Not many retailers advocate less marketing by their product suppliers, but that’s just what movie theaters are doing. New guidelines by the National Association of Theatre Owners (NATO) call for Hollywood film distributors to trim movie marketing, including shorter trailers, and I find that perplexing for many reasons.

First and foremost, the theatrical release window is squeezed as video-on-demand/DVD moves closer, yet today’s theatrical marketing keeps box office revenue steady and ticket sales—headcount—eroding only slightly. What’s holding back the wolf at cinema’s door is existing theatrical marketing that works pretty darn well, given moviegoers know films in theaters today will quickly be available elsewhere.
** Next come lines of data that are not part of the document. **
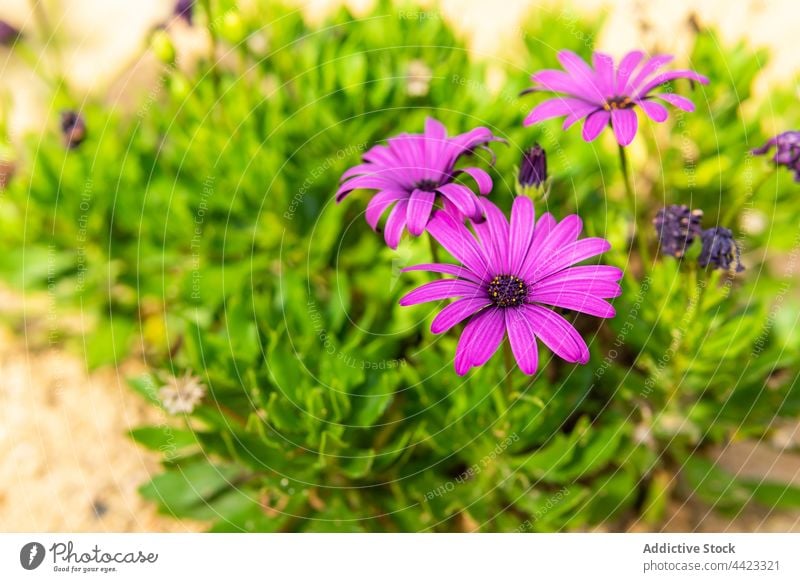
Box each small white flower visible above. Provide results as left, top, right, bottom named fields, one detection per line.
left=158, top=371, right=206, bottom=415
left=406, top=60, right=432, bottom=97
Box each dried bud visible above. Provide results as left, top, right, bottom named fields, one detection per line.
left=60, top=110, right=87, bottom=149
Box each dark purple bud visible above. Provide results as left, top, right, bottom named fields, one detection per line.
left=698, top=227, right=744, bottom=272
left=174, top=0, right=194, bottom=25
left=752, top=131, right=800, bottom=181
left=60, top=110, right=87, bottom=149
left=518, top=144, right=547, bottom=188
left=0, top=20, right=21, bottom=47
left=653, top=204, right=703, bottom=258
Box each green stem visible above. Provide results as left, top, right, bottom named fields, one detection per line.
left=618, top=145, right=651, bottom=268
left=491, top=342, right=514, bottom=421
left=428, top=234, right=440, bottom=264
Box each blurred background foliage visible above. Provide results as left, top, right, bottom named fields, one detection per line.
left=1, top=0, right=799, bottom=531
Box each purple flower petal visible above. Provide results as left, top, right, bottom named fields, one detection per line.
left=563, top=103, right=602, bottom=129
left=509, top=196, right=536, bottom=273
left=611, top=108, right=638, bottom=146
left=529, top=70, right=603, bottom=103
left=365, top=190, right=407, bottom=230
left=431, top=297, right=491, bottom=334
left=337, top=175, right=396, bottom=201
left=592, top=52, right=616, bottom=96
left=455, top=166, right=493, bottom=195
left=436, top=183, right=482, bottom=221
left=654, top=92, right=696, bottom=112
left=557, top=50, right=598, bottom=88
left=615, top=50, right=644, bottom=94
left=626, top=54, right=674, bottom=94
left=454, top=307, right=505, bottom=375
left=534, top=265, right=623, bottom=287
left=524, top=305, right=590, bottom=364
left=473, top=198, right=510, bottom=271
left=528, top=289, right=616, bottom=318
left=528, top=237, right=611, bottom=282
left=635, top=70, right=709, bottom=99
left=524, top=97, right=595, bottom=126
left=426, top=210, right=491, bottom=279
left=533, top=276, right=622, bottom=299
left=505, top=308, right=539, bottom=375
left=384, top=199, right=408, bottom=249
left=637, top=99, right=669, bottom=122
left=402, top=263, right=484, bottom=285
left=582, top=110, right=610, bottom=142
left=406, top=189, right=436, bottom=236
left=399, top=278, right=483, bottom=306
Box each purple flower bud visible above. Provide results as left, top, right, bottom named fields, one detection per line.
left=653, top=204, right=703, bottom=258
left=699, top=227, right=744, bottom=272
left=752, top=131, right=800, bottom=181
left=60, top=111, right=87, bottom=149
left=518, top=144, right=547, bottom=188
left=174, top=0, right=194, bottom=25
left=0, top=20, right=21, bottom=47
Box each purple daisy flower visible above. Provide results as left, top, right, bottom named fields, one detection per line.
left=399, top=197, right=621, bottom=375
left=337, top=117, right=500, bottom=249
left=752, top=131, right=800, bottom=181
left=523, top=50, right=709, bottom=146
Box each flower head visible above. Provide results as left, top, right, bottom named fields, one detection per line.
left=60, top=110, right=86, bottom=149
left=158, top=371, right=206, bottom=415
left=653, top=204, right=703, bottom=258
left=752, top=131, right=800, bottom=181
left=518, top=144, right=547, bottom=189
left=523, top=50, right=709, bottom=146
left=699, top=227, right=744, bottom=272
left=337, top=117, right=500, bottom=248
left=0, top=20, right=21, bottom=47
left=400, top=197, right=621, bottom=375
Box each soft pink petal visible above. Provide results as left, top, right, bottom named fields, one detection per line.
left=505, top=308, right=539, bottom=375
left=524, top=305, right=590, bottom=364
left=557, top=50, right=597, bottom=88
left=529, top=70, right=603, bottom=102
left=383, top=200, right=408, bottom=249
left=455, top=167, right=493, bottom=195
left=592, top=52, right=616, bottom=95
left=365, top=190, right=407, bottom=230
left=615, top=50, right=644, bottom=94
left=430, top=297, right=491, bottom=334
left=611, top=108, right=638, bottom=146
left=654, top=92, right=696, bottom=112
left=582, top=110, right=610, bottom=142
left=635, top=70, right=709, bottom=98
left=406, top=189, right=436, bottom=236
left=337, top=175, right=396, bottom=201
left=402, top=263, right=484, bottom=285
left=426, top=211, right=490, bottom=279
left=399, top=279, right=483, bottom=306
left=454, top=308, right=505, bottom=375
left=637, top=99, right=669, bottom=122
left=563, top=102, right=602, bottom=129
left=435, top=183, right=481, bottom=221
left=528, top=290, right=616, bottom=318
left=508, top=196, right=536, bottom=273
left=524, top=97, right=596, bottom=126
left=528, top=237, right=611, bottom=282
left=626, top=54, right=674, bottom=94
left=532, top=277, right=622, bottom=299
left=473, top=198, right=510, bottom=272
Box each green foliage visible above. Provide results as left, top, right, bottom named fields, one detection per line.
left=2, top=0, right=799, bottom=531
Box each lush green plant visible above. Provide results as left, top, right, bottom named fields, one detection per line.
left=3, top=0, right=800, bottom=531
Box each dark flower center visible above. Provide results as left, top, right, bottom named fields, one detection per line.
left=488, top=275, right=528, bottom=307
left=603, top=96, right=633, bottom=111
left=414, top=179, right=439, bottom=192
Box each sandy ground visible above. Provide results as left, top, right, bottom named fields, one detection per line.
left=0, top=289, right=203, bottom=532
left=1, top=0, right=800, bottom=532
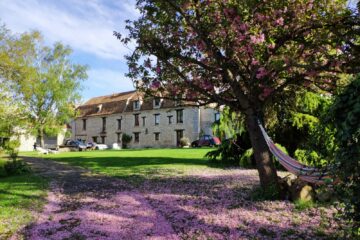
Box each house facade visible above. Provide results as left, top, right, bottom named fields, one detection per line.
left=0, top=127, right=68, bottom=152
left=73, top=90, right=219, bottom=148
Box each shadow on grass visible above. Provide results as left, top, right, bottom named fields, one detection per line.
left=0, top=174, right=48, bottom=208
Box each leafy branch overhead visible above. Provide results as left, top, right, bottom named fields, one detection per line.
left=117, top=0, right=359, bottom=112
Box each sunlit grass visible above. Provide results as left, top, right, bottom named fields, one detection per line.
left=23, top=148, right=214, bottom=178
left=0, top=158, right=48, bottom=239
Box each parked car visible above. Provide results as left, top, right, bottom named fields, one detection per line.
left=86, top=142, right=97, bottom=150
left=63, top=140, right=87, bottom=151
left=95, top=144, right=108, bottom=150
left=191, top=135, right=221, bottom=147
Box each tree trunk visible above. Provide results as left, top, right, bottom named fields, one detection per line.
left=39, top=128, right=45, bottom=148
left=245, top=113, right=279, bottom=193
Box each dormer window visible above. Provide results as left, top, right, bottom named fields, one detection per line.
left=153, top=97, right=161, bottom=108
left=175, top=95, right=182, bottom=107
left=97, top=104, right=103, bottom=113
left=134, top=100, right=140, bottom=110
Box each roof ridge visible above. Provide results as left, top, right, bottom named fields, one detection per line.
left=82, top=90, right=137, bottom=106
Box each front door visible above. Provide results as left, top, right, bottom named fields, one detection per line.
left=176, top=130, right=183, bottom=147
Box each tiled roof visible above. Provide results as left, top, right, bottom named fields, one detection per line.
left=77, top=91, right=180, bottom=118
left=82, top=90, right=137, bottom=106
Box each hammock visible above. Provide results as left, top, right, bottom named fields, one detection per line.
left=258, top=122, right=332, bottom=184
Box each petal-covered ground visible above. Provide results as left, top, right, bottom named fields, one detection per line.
left=23, top=158, right=340, bottom=240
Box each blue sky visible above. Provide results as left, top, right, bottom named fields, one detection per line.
left=0, top=0, right=138, bottom=102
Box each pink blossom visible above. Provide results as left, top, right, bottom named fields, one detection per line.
left=251, top=59, right=259, bottom=66
left=262, top=87, right=274, bottom=98
left=255, top=13, right=266, bottom=21
left=239, top=23, right=248, bottom=32
left=156, top=65, right=161, bottom=74
left=267, top=43, right=275, bottom=49
left=150, top=80, right=161, bottom=90
left=274, top=17, right=284, bottom=26
left=246, top=45, right=254, bottom=55
left=250, top=33, right=265, bottom=44
left=256, top=67, right=268, bottom=79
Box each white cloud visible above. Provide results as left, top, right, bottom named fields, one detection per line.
left=83, top=68, right=134, bottom=101
left=0, top=0, right=138, bottom=60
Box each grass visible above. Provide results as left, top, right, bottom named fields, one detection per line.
left=0, top=158, right=48, bottom=239
left=23, top=148, right=215, bottom=178
left=294, top=199, right=315, bottom=211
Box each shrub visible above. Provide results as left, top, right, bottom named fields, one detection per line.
left=294, top=149, right=328, bottom=167
left=4, top=160, right=30, bottom=175
left=327, top=75, right=360, bottom=237
left=179, top=137, right=190, bottom=147
left=4, top=139, right=20, bottom=161
left=239, top=148, right=255, bottom=168
left=2, top=139, right=30, bottom=176
left=206, top=133, right=253, bottom=167
left=206, top=139, right=242, bottom=165
left=121, top=133, right=132, bottom=149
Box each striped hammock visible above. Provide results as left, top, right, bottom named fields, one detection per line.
left=258, top=122, right=332, bottom=184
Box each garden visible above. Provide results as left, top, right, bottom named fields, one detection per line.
left=0, top=0, right=359, bottom=239
left=0, top=149, right=351, bottom=239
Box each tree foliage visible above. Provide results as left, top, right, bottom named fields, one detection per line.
left=328, top=75, right=360, bottom=236
left=118, top=0, right=359, bottom=191
left=212, top=106, right=245, bottom=140
left=0, top=24, right=87, bottom=146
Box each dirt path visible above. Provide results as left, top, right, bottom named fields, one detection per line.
left=23, top=157, right=178, bottom=240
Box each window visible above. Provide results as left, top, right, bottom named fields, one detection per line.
left=154, top=132, right=160, bottom=141
left=82, top=119, right=86, bottom=131
left=117, top=118, right=122, bottom=130
left=168, top=115, right=173, bottom=124
left=215, top=113, right=220, bottom=122
left=101, top=136, right=106, bottom=144
left=153, top=98, right=161, bottom=108
left=154, top=114, right=160, bottom=125
left=134, top=132, right=140, bottom=143
left=176, top=109, right=183, bottom=123
left=116, top=133, right=121, bottom=143
left=134, top=100, right=140, bottom=110
left=142, top=116, right=146, bottom=126
left=134, top=114, right=139, bottom=126
left=102, top=117, right=106, bottom=132
left=92, top=136, right=98, bottom=143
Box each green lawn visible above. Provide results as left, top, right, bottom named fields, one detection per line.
left=0, top=158, right=48, bottom=239
left=24, top=148, right=214, bottom=178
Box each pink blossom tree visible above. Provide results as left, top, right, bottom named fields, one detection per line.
left=116, top=0, right=359, bottom=193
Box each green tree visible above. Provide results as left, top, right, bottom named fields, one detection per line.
left=0, top=24, right=39, bottom=138
left=117, top=0, right=359, bottom=192
left=212, top=107, right=245, bottom=140
left=0, top=24, right=87, bottom=147
left=328, top=75, right=360, bottom=237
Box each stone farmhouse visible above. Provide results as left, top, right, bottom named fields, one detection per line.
left=73, top=90, right=220, bottom=148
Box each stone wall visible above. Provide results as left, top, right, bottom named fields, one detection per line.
left=73, top=106, right=217, bottom=148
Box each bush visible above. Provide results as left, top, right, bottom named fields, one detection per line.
left=179, top=137, right=190, bottom=147
left=206, top=133, right=253, bottom=166
left=4, top=139, right=20, bottom=161
left=327, top=75, right=360, bottom=237
left=239, top=148, right=255, bottom=168
left=294, top=149, right=327, bottom=167
left=121, top=133, right=132, bottom=149
left=4, top=160, right=30, bottom=175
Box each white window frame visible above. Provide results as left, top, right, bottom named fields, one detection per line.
left=133, top=100, right=140, bottom=110
left=153, top=98, right=161, bottom=108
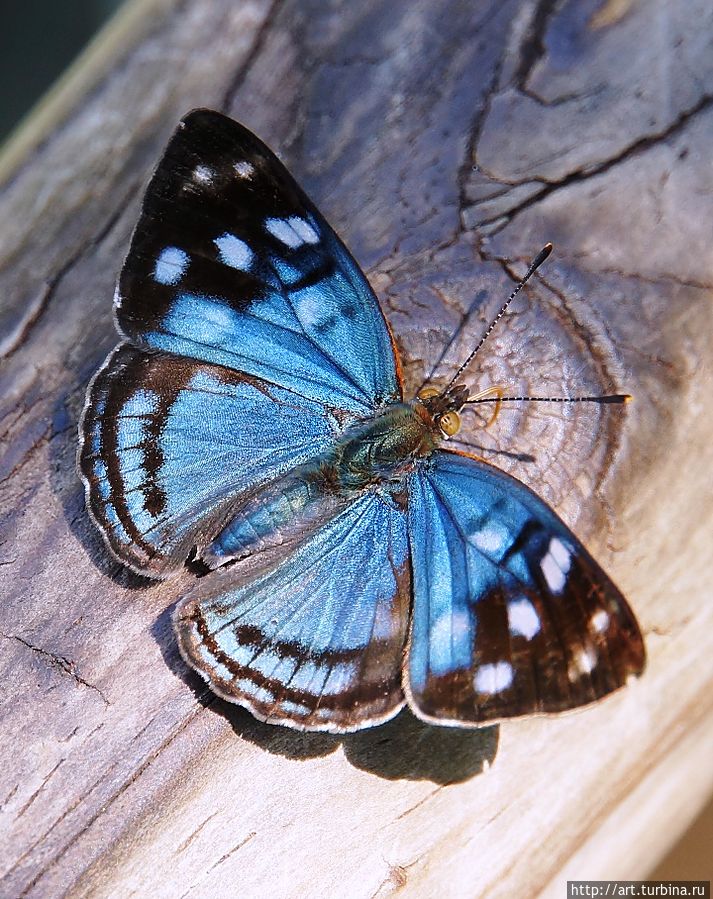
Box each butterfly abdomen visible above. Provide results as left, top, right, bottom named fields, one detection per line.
left=199, top=465, right=349, bottom=570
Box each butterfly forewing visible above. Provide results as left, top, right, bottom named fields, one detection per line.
left=115, top=109, right=401, bottom=414
left=405, top=450, right=645, bottom=726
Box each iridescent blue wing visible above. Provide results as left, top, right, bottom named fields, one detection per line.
left=115, top=109, right=401, bottom=414
left=79, top=346, right=340, bottom=576
left=406, top=450, right=645, bottom=726
left=175, top=490, right=410, bottom=732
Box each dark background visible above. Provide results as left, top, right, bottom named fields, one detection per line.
left=0, top=0, right=123, bottom=141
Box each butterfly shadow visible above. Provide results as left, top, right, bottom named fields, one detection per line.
left=153, top=604, right=499, bottom=784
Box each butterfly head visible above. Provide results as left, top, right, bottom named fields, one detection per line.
left=416, top=384, right=469, bottom=440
NATO just issued guidelines that cut 30 seconds off the current industry-agreed maximum for trailers (bringing them down to 2 minutes) and also calls for distributors not start dribbling out film marketing materials until 150 days before theatrical release (that’s five months and most movies now start at 12 months). There are other points, too. All the recommendations allow some exceptions and go into effect Oct. 1. The guidelines are voluntary, but they are also becoming the industry benchmark.

Let me count the ways I see truncating trailers and the start of marketing from today’s norm as misguided:

  • If theaters are worried about offending patrons with trailer clutter, they ought to announce the actual start time of a movie, instead of only posting the start of the pre-movie trailer barrage, as they do now. This is entirely within their power.
  • If trailers are cut down by 30 seconds, there’s nothing preventing theaters from running more of them. If annoying audiences with in-theater clutter is an issue, nothing is being done about in-cinema, on-screen advertising.
  • I don’t hear any new gripes from moviegoers about trailer clutter being a problem. There’s always been a segment that doesn’t like trailers, and others that actually watch with gusto. In the pre-broadband era, moviegoers would actually buy tickets for movies they didn’t want to see simply to see the trailers. Famously in 1998, across the country many moviegoers walked out before the start of “Meet Joe Black” starring Brad Pitt after seeing the trailer for the next “Star Wars” film, which is the only reason they bought tickets.
  • Do theaters realize this can boomerang? The same trailers shown in movie theaters are available online. Movie theaters risk pushing the best marketing creative materials for their upcoming movies outside their cinemas by demanding nips and tucks.
  • Anybody who’s watched old movie trailers (“Garbo speaks!” and “It’s an orgy of terror”) knows they ran almost twice as decades ago as common running time of 2 minutes 30 seconds today. Film trailers used to be really long.
  • Trailers are viewed by many as almost works-of-art. Awards are bestowed for excellence in creativity, of which there is plenty. 
  • Major studios spend $1-3 million per film to fashion creative materials, so why ask film distributors to curb marketing that will be an excuse for them to spend less on creative.
  • Most importantly, why advocate for less marketing? It’s a competitive media marketing out there and aiming for a light touch comes with plenty of risk of not being heard.